Hi Emotional Support Lady!
Abby (24 F) from WA. I am two weeks out of a really intense, hard, but also mostly mutual break up. My ex (25 M) and I met in undergrad, where he was interested in pursuing me almost the entire time. I was very insecure and had never dated, so we were friends for three years (in a friend group) before we made the jump to date. Before agreeing to start the relationship, he promised me he would never hurt me, would always put in everything to make this work, and communicate (promises of a 21-year-old in love - I know). We ended up moving in together a year into dating because we both got accepted into the same university for our Masters. Well, almost three years later he absolutely loathes his program, hates his future career trajectory, became depressed, and overall has neglected me and our relationship in the past year.
I was obviously no peach either. My anxiety about our relationship and his effort caused me to lash out in arguments. I have GAD. [Generalized Anxiety Disorder] It was a cycle of heated arguments, threatening to leave one another, then reconciling all within like, 12 hours. This had gone on for our entire relationship at least once a week. I KNOW things were not good and that we were not helping each other. But - when we were good and having fun and being loving, it was like heroin. I had never felt so loved by him when he cared for me after getting my wisdom teeth removed.
Back to present - I left in the middle of the night during a fight to my parents because I knew if I stayed the cycle would just continue. How do I get over this person who has been my best friend for many years, and was my first love and sexual experience. I know he is struggling right now, but he doesn’t have the capability to be a good partner right now. And I don’t know if I do either honestly…
How do I get over these intense feelings of guilt, shame, rejection and overall heartbreak?
Thank you for all you do. Your content has been such a lifeline for me lately.
TLDR; Friends for 6 years, dated for 3 - both our first serious relationship. Had to end it because we were both making each other miserable, but still, I hold a lot of love for him. Trying to move on and don’t know how it’s possible.
Abby
Dear Abby,
As no stranger to heartbreak, I first want to say congratulations. I know that might sound weird, but you have survived something hard and awful. You did what was right for you even though it wasn’t easy or clear cut. That is something to be proud of, even if you feel too hurt to see that right now.

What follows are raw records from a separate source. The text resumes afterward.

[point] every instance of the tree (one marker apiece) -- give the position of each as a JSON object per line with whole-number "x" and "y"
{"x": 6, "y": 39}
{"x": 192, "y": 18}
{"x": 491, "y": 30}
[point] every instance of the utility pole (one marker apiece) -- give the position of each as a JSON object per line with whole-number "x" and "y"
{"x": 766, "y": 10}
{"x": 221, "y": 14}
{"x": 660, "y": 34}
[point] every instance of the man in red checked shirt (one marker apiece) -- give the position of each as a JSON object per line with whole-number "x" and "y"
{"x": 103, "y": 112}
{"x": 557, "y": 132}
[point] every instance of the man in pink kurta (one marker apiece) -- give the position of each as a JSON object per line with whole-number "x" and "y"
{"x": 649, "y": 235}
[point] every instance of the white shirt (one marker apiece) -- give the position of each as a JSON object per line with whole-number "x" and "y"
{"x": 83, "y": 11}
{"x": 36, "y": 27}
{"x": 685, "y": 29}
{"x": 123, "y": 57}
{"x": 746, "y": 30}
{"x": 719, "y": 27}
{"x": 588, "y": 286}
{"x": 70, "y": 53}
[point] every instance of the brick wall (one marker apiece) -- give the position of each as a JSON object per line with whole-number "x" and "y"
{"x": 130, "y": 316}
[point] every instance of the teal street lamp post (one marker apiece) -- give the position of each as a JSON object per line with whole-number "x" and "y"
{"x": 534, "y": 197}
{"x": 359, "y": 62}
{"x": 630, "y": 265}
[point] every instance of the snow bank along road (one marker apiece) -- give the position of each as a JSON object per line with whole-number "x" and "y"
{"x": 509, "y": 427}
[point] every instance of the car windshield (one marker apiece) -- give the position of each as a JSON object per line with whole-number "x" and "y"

Reading your letter made me think of all the different parents on the Bachelor and Bachelorette--bear with me—who endlessly worry to the camera about their children getting their hearts broken. I understand why they don’t want their child to feel pain, but heartbreak is a part of life. Sure, there are some people out there who might only ever fall in love once before dying in each other’s arms, but it’s definitely too small a group to be statistically significant. (Can you tell I took three weeks of Research Methods before withdrawing?) For most of us, heartbreak is a big part of our journey in discovering who we are and what we want out of life. It’s awful, but it’s also character shaping when we let it be.